To this day, it is one of the most interesting topics in literary criticism. After all, the work of Mikhail Yuryevich provides a vast ground for reflection, it strikes with its depth, as well as the range of feelings and emotions embedded in them. In many ways, the theme of Lermontov's work is connected with his biography, in addition, it is dictated to the writer by time itself. In this regard, poetry, lyrical-epic works and the author's prose should be considered separately.

Lyrics

M. Yu. Lermontov left a huge legacy in the form of his immortal poems. He began to write very early, and even the very first experiments were imbued with great feelings. The problems allow us to divide all his lyrical work into several categories:

1. Poems about loneliness, in which the main motive is misunderstanding, a break with people.

2. Poet and poetry.

3. Poems about love.

4. Poems about nature, about the Motherland.

5. Poems about the war.

Let's look at each of the categories.

Lermontov's poems about loneliness

Mikhail Lermontov was brought up by his grandmother. He did not recognize either his father's, or perhaps this is what influenced all the work of the poet. In particular, this had an impact on the formation of this theme of creativity. Lermontov was worried about how people treated him. He was also depressed by the mores that prevailed in his time.
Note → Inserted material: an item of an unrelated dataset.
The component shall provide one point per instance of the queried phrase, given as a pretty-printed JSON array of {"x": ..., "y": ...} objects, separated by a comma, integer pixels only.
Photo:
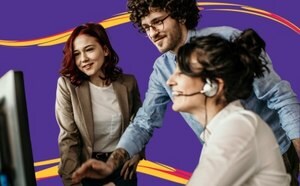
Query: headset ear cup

An example is the poem "How often surrounded by a motley crowd", in which one hears a cruel reproach to a hypocritical society. Heroes of Lermontov are often carried away to the world of dreams, in this text it is the world of childhood, carefree and pure. In later work, the motive of loneliness ceases to be associated with accusations, but it intensifies even more. How strong the lines of the poem "The Rock" sound! In eight lines, the poet managed to express all the pain and longing of a lonely heart. This issue of Lermontov's works is closely connected with such images as a sail, a leaf, a cliff.

Poems about nature

Lermontov had the warmest feelings for Russian landscapes. It is in nature that his lyrical hero feels more calm, balanced and harmonious. The most striking work dedicated to the beauty of Russian nature is "When the yellowing field is agitated." The piece is very harmonious and melodic. The first three stanzas are a description of nature. Lermontov revives what surrounds him. The field is worried, the raspberry plum is “hiding in the garden”, the lily of the valley “nods its head amiably”. Admiring what is happening, the hero begins to feel humility and peace, all his worries fade away, and in heaven he begins to see the face of God.

love lyrics

The problems of Lermontov's works about human feelings are not limited to loneliness. The poet also pays attention to love. True, love in his lyrics is always shown as a tragedy. From the very first poems, Lermontov draws us a tragic relationship between the lyrical hero and his beloved. The hero suffers because of ridicule, misunderstanding. The most striking example is the poem "The Beggar". It is built on the principle of the first part - the story of a beggar who, instead of alms, put a stone in his hand. The second part is the deceived feelings of the lyrical hero. After meeting Lermontov, the mood changes. Now the feelings are mutual, but the lovers are not allowed to be together. This is the poem "We are accidentally brought together by fate."

Military poetry

The themes of Lermontov's work are not limited to feelings. He also addressed the topic of war. The peculiarity of the poetry of this subject is that Lermontov pays great attention to the unnaturalness of violence. So, in the poem "Valerik" the poet draws the beautiful nature of the Caucasus, she is not interested in bloody events, arranged by people. In the poem, he refers to the theme of the historical past of his native country, he is delighted with the former might of the nation. This is a deeply patriotic work.

Prose Lermontov

The most striking was the novel "A Hero of Our Time". In the center of the image is Pechorin. This is a hero who does things recklessly. He destroys people without realizing it. At the same time, Pechorin is deeply convinced that people do not understand him, that many are unworthy of him. In fact, he is talented and smart, he can be admired. But there are features that cannot be called positive: the inability to make friends and love, pride and selfishness. The problems that Lermontov raises (the summary of the work clearly shows this) are the search for a hero of the time and the debunking of modern egocentric youth, as well as the problems of morality.

Lyric epic works

One of the brightest poems by Mikhail Lermontov is "Mtsyri". Lonely romantic hero abandoned by the will of fate in the monastery. He is brought up in it, but does not feel at home. Mtsyri feels his restlessness, he is as if in prison, he dreams of getting free. The problems of Lermontov's works intersect in this poem. Both the theme of loneliness and the theme of freedom are raised here, and it is clearly seen how reverently Lermontov treats nature.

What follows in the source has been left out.